Activity: Follow My Finger

follow my finger

Put your child on your lap or sit him in front of you. Start the play by making a gentle pitter-patter motion from one body part to another. Now gently move your hands from the head to their shoulders and then down to their back.

As music further enriches the experience, you could also use a rhyming song while moving your hand on the child’s body parts.

Hearing based Sensory Skills

Our sense of hearing at birth is closely related to our survival. The set of reflexes, like startling, are well in place right from birth. Since the modern world is bombarded with the background noise of gadgets and traffic, it has become all the more crucial to offer children enough opportunities to develop auditory senses.

Activity: Music Making

music making

Use a collection of non-musical instruments like utensils, spoons, drumsticks, mugs, and small buckets and show the children how to create beats with them. Observe them explore the options and help them engage in music-making.

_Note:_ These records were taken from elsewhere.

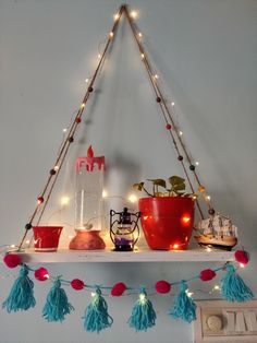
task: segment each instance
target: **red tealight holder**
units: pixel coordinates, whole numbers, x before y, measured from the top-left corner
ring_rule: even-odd
[[[33,226],[35,251],[57,251],[63,226]]]

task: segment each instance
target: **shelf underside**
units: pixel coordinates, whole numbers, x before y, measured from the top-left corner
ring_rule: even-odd
[[[227,262],[234,260],[233,251],[193,250],[149,250],[136,251],[105,250],[69,250],[59,249],[54,252],[38,252],[27,249],[20,253],[25,263],[70,263],[70,262]]]

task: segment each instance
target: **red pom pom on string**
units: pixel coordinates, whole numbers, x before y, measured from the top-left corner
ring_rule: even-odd
[[[46,268],[41,267],[41,268],[35,270],[34,276],[38,281],[46,281],[49,279],[49,273],[48,273],[48,270]]]
[[[199,274],[199,279],[201,281],[210,281],[215,279],[215,276],[216,276],[216,272],[212,269],[205,269]]]
[[[114,284],[111,289],[112,296],[121,296],[126,291],[126,285],[123,282]]]
[[[157,293],[166,294],[166,293],[169,293],[170,291],[171,291],[171,285],[169,284],[169,282],[164,280],[157,281],[156,283]]]
[[[3,262],[8,268],[15,268],[22,263],[22,258],[19,255],[8,253],[4,256]]]
[[[245,250],[236,250],[234,258],[238,263],[247,264],[249,262],[249,255]]]
[[[82,280],[79,280],[79,279],[74,279],[74,280],[72,280],[72,282],[71,282],[71,286],[72,286],[72,288],[75,289],[75,291],[82,291],[82,289],[84,288],[85,284],[84,284],[84,282],[83,282]]]

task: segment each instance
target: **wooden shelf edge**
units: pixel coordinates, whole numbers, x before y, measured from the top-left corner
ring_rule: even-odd
[[[16,252],[15,252],[16,253]],[[227,262],[234,260],[233,251],[211,251],[203,249],[160,251],[138,249],[136,251],[112,250],[69,250],[37,252],[28,249],[20,252],[25,263],[73,263],[73,262]]]

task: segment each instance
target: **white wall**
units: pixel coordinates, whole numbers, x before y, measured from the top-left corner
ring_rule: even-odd
[[[83,98],[84,80],[94,71],[98,44],[105,40],[119,5],[117,0],[0,0],[0,245],[21,238],[54,161],[62,129]],[[252,252],[243,274],[256,292],[257,2],[138,0],[132,5],[139,10],[138,25],[166,95],[175,99],[176,120],[192,156],[200,163],[199,175],[216,208],[234,217],[241,243]],[[73,161],[85,154],[89,143],[107,156],[110,168],[122,166],[118,170],[122,170],[124,194],[140,178],[182,173],[127,25],[122,24],[117,38],[85,114],[86,123],[69,155],[54,198],[57,209],[60,196],[71,191]],[[110,179],[108,187],[119,191]],[[89,283],[124,281],[150,286],[161,279],[188,277],[205,265],[48,268],[52,274]],[[13,281],[5,277],[9,273],[0,265],[1,301]],[[170,296],[151,298],[158,320],[147,333],[135,334],[126,324],[133,297],[108,299],[114,318],[111,330],[85,333],[81,317],[88,295],[72,289],[66,292],[76,311],[63,324],[46,323],[40,311],[49,286],[36,284],[35,309],[13,315],[0,311],[1,343],[192,342],[192,327],[167,316]],[[193,287],[203,285],[196,282]],[[207,296],[198,292],[196,297]]]

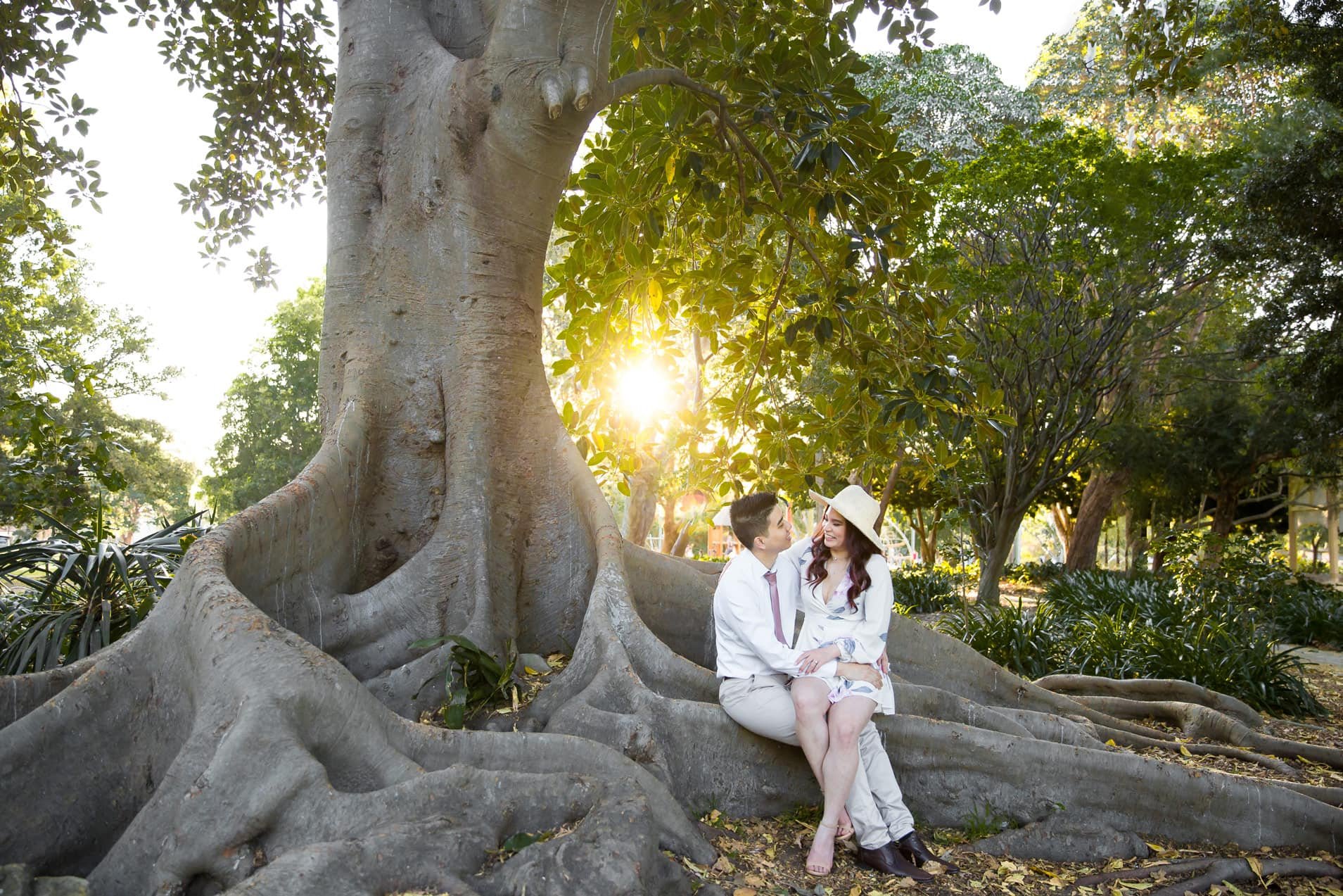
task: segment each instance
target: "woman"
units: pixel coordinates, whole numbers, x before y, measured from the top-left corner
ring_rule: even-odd
[[[811,493],[825,505],[821,535],[806,553],[792,553],[803,563],[802,609],[806,621],[798,647],[803,660],[842,660],[870,664],[886,647],[894,591],[882,543],[873,525],[877,501],[858,485],[834,498]],[[810,560],[808,560],[810,557]],[[808,875],[829,875],[834,864],[835,829],[858,766],[858,732],[874,712],[894,713],[890,678],[881,684],[817,674],[792,681],[798,713],[798,740],[821,783],[825,810],[807,854]]]

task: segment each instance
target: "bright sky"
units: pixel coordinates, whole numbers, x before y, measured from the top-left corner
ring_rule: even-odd
[[[1025,85],[1046,36],[1066,31],[1082,0],[1006,0],[1001,13],[978,0],[936,0],[939,44],[964,43],[986,54],[1003,78]],[[864,52],[888,50],[868,23]],[[228,269],[201,267],[196,227],[177,207],[175,183],[200,164],[199,134],[211,130],[208,103],[177,86],[163,64],[156,38],[142,28],[110,28],[77,48],[70,87],[98,109],[85,154],[101,161],[102,214],[87,206],[62,210],[79,228],[79,254],[91,262],[90,297],[149,321],[158,365],[183,368],[165,387],[167,400],[136,399],[124,411],[163,422],[176,454],[205,467],[220,435],[219,403],[265,321],[281,298],[326,261],[325,206],[279,210],[257,227],[281,267],[279,287],[259,293],[243,279],[244,251]]]

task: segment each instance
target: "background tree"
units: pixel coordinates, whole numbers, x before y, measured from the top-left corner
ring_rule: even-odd
[[[921,42],[925,4],[888,8],[897,36]],[[858,109],[861,60],[845,36],[860,9],[344,3],[326,141],[322,445],[294,481],[192,547],[133,637],[0,688],[0,766],[26,771],[0,776],[0,803],[55,807],[0,826],[0,854],[113,892],[667,891],[686,888],[685,866],[663,850],[713,857],[682,806],[713,798],[761,813],[813,793],[796,751],[743,732],[713,703],[712,575],[619,539],[544,377],[543,270],[557,207],[577,215],[568,232],[623,257],[607,269],[573,246],[572,283],[557,277],[575,367],[600,357],[606,318],[642,312],[645,297],[650,313],[674,304],[705,334],[744,318],[766,365],[783,363],[771,349],[810,357],[834,344],[845,383],[864,351],[921,348],[936,326],[894,344],[869,334],[939,314],[915,289],[924,271],[902,262],[929,206],[919,164],[890,152],[870,103]],[[234,55],[230,38],[257,47],[278,26],[248,5],[222,21],[212,7],[168,12],[199,16],[203,44],[220,50],[183,64],[228,90],[218,63]],[[285,30],[265,50],[312,51],[290,42],[304,35]],[[236,87],[266,97],[248,81],[254,62]],[[571,179],[599,111],[610,129]],[[286,113],[267,122],[318,138]],[[265,153],[246,124],[238,165],[250,173]],[[700,259],[706,278],[685,273],[693,254],[659,254],[681,244],[676,230],[654,246],[669,218],[653,196],[669,187],[686,216],[673,223],[698,216],[709,239],[721,227],[740,240]],[[796,293],[780,293],[784,273]],[[682,277],[704,292],[682,290]],[[780,328],[782,348],[766,339]],[[721,347],[720,363],[759,365],[760,345]],[[870,392],[853,379],[855,395]],[[744,399],[749,431],[779,433],[756,426],[790,398],[771,388],[721,398]],[[774,463],[788,438],[755,451]],[[526,733],[432,729],[412,719],[442,700],[450,656],[411,645],[449,635],[490,653],[509,641],[572,650],[572,661],[528,705]],[[1057,841],[1058,805],[1065,827],[1086,819],[1091,830],[1069,833],[1088,846],[1138,830],[1311,849],[1336,837],[1338,807],[1112,750],[1108,739],[1136,743],[1132,725],[916,622],[896,619],[889,645],[905,715],[886,732],[929,823],[991,798],[1022,823],[1017,854]],[[118,762],[71,763],[75,751]],[[1131,799],[1113,798],[1115,780]],[[524,825],[567,833],[488,865]]]
[[[31,238],[0,253],[0,520],[82,525],[106,504],[109,525],[134,529],[145,510],[185,514],[195,470],[163,450],[161,426],[113,406],[176,372],[150,367],[144,321],[90,304],[83,278]]]
[[[200,488],[228,516],[298,476],[318,446],[317,348],[325,285],[313,279],[281,302],[248,369],[234,377],[224,402],[224,435],[215,445],[214,473]]]
[[[1022,519],[1095,457],[1147,360],[1135,345],[1174,339],[1205,301],[1225,167],[1046,124],[950,173],[937,236],[967,308],[962,376],[1007,416],[971,437],[962,492],[987,606]]]
[[[866,58],[872,70],[858,83],[881,102],[908,149],[941,167],[979,156],[1006,126],[1039,121],[1039,101],[1002,79],[982,52],[950,44],[917,62],[882,52]]]

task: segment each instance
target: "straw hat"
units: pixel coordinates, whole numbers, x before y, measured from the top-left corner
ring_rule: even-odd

This activity could help kids with concentration. And if done right, it may offer opportunities to explore problem-solving.

Movement-based Sensory Skills

Movement-based sensory activities can enhance children’s attention and focus. Children who have difficulties with processing movement may need additional help to feel regulated within certain environments. With regular practice, an efficient movement routine can offer an intensive sensory input. It could help a child with self-regulation both at home and in the classroom.

Movement-based sensory activities should always be performed under the guidance of an adult.

Activity: Yoga for kids

yoga for kids

Decide on a set of poses that your kid could do and then bring them to the yoga mat. Join them in their yoga practice so they could follow your lead. If necessary, use music in the background. The music captures attention and provides necessary cues during the practice. In this way, we could combine beat patterns and body movements.

Baby Kobra and Tree are good yoga poses to start with. Regular practice of yoga could increase confidence, awareness, and balance in children.